A decisão de De Meo representa uma mudança de direção em menos de dois meses de gestão, desfazendo uma das maiores mudanças estratégicas implementadas por seu antecessor, François-Henri Pinault. A Kering havia criado sua divisão de beleza em 2023, após a aquisição da Creed, com o objetivo de diminuir sua dependência da Gucci, que gera a maior parte dos lucros do grupo.
Contudo, o conglomerado francês tem enfrentado dificuldades em alavancar o novo negócio, que registrou um prejuízo operacional de 60 milhões de euros no primeiro semestre do ano. Além disso, a Gucci tem apresentado queda de crescimento, com a receita caindo 25% no último trimestre divulgado, pressionada pela desaceleração da demanda no mercado chinês, intensificando a necessidade da Kering de reduzir o endividamento e evitar rebaixamentos de crédito.
O CEO De Meo já havia sinalizado aos acionistas que tomaria “decisões difíceis” para reduzir a dívida, incluindo a racionalização e reorganização do grupo. Recentemente, a empresa adiou planos de adquirir totalmente a marca italiana Valentino e pretende vender participações em seus imóveis para levantar capital.
A L’Oréal, fabricante de marcas como Maybelline e CeraVe, já possui experiência no segmento de luxo, produzindo perfumes de sucesso sob a marca Yves Saint Laurent, cujos direitos foram adquiridos da própria Kering em 2008 por 1,15 bilhão de euros. As duas empresas também anunciaram a criação de uma joint venture para oferecer experiências e serviços a clientes de luxo.
O segmento de fragrâncias, que representou cerca de 14% da receita da L’Oréal em 2024 (segundo Bernstein), cresceu em dígitos duplos no segundo trimestre, superando o desempenho do setor. Para o consultor Bruno-Roland Bernard, a L’Oréal deve estar motivada para obter as licenças de marcas prestigiosas e relativamente subdesenvolvidas da Kering e pode ter se beneficiado de uma posição de barganha favorável, dada a pressão de tempo sobre a Kering e a limitação de concorrentes com o poder de fogo necessário para a aquisição.

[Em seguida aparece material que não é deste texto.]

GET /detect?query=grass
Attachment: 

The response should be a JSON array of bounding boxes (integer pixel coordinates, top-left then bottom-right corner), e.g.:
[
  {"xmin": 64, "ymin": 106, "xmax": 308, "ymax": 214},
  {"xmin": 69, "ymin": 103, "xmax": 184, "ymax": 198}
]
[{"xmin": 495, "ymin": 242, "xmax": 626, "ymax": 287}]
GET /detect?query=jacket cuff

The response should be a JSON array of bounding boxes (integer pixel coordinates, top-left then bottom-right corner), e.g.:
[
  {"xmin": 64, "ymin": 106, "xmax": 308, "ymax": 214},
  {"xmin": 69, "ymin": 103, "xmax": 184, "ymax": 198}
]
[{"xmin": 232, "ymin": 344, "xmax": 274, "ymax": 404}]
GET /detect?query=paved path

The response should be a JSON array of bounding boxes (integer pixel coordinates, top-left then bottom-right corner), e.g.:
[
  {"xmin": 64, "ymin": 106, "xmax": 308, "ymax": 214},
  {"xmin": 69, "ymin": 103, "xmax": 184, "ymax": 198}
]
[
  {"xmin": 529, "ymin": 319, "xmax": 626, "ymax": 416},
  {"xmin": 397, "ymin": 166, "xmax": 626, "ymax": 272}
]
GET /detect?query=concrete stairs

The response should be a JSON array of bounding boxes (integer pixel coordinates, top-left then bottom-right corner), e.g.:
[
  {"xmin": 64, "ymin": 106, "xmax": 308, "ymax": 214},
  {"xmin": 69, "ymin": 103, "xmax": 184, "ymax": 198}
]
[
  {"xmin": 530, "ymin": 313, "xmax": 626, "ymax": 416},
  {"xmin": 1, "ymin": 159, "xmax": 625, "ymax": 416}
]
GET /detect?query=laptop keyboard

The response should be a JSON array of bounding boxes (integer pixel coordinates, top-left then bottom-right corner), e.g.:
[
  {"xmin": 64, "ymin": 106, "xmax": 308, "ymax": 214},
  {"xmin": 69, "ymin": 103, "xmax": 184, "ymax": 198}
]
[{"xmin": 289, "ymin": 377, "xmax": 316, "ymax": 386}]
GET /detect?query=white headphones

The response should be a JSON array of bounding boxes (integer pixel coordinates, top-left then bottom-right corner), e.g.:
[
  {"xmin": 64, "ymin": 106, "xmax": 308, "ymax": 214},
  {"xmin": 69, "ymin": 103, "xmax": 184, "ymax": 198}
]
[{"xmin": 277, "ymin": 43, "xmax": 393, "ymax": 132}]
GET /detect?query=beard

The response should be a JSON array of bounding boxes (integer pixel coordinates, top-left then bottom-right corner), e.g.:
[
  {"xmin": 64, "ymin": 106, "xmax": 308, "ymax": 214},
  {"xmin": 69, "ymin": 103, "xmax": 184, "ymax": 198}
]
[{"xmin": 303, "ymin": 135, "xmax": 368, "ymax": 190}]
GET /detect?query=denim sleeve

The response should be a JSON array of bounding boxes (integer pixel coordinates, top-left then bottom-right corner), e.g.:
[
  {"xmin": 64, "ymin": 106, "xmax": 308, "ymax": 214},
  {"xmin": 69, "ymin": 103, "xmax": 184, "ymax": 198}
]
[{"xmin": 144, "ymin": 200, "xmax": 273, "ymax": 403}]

Não está claro como este negócio afetará as negociações entre a L’Oréal e o grupo Armani, que, segundo o testamento do falecido designer Giorgio Armani, nomeou a L’Oréal como uma das compradoras preferenciais de uma participação minoritária em sua casa de moda. A transação entre Kering e L’Oréal, que contou com a assessoria da Evercore e Centerview para a Kering e Bank of America e Rothschild para a L’Oréal, tem previsão de ser concluída no primeiro semestre de 2026.